I know we weren’t the only ones with an exciting race. If you check the times, you’ll see that Bill Kanost came within 22 seconds of tying Matt Meersman. Note that Bill is 62 years old and had surgery just a couple of months ago. That’s some incredible paddling by “Cannonball!” In Sea Kayak, Lori Blaylock and Ken Stelter continued their rivalry, Lori taking the lead with Ken following by just 12 seconds. Both of them have new boats this year, so it’s going to be exciting to see how they fare next year. And all the racers turned in superb performances (see attached results). C4 racing in the afternoon was equally exciting. Deb Kanost opted not to paddle at this race, so the “Adirondack 65” warriors of the Gilmans and Kanosts substituted Paul Kane. Facing off against their Wenonah Minnesota IV was the team of Matt Meersman, Brent Ernsberger, Colleen Curran, and myself. Poor Matt – he was stuck with a bunch of cross-over kayakers. But in our favor we had Matt’s superior boat, and his great piloting skills. The racing was close and very exciting, with the lead changing a couple of times, but again the island was the locale that decided the race. Matt’s boat does far better in the shallows than the Minnesota IV’s do, and we pulled ahead and never looked back. In fact, our boat came within 1 second of the C4 record set for that course, by a crew that included Matt Meersman and Mike Davis. So, either we proved that mid-level kayakers make better C4 canoe paddlers, or we had some really good conditions. Or both. J
Those who showed up only for the morning races missed a special treat. Roger Crisp – our ever faithful timer and dispenser of paddling wisdom – returned to the water in a beautiful new stripwood sea kayak he recently picked up, driving all the way to NY to get it. Roger opted to paddle the course in the afternoon since he isn’t back in racing shape just yet, but he’s not far off. Roger reports that the boat handles nicely, and he’s enjoying it!

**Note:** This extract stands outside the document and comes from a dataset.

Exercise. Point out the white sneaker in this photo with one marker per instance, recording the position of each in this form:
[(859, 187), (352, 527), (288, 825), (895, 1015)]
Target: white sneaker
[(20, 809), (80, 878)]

Many thanks to Matt and Danielle Meersman for running a really nice race. It was followed up with an excellent meal at the Crooked Ewe restaurant and a great time of fun and fellowship. What a great way to end the season! I want to thank all of you for your support this year, and for another excellent year of racing. May the Lord bless all of you, and give us all another great year of racing in 2017.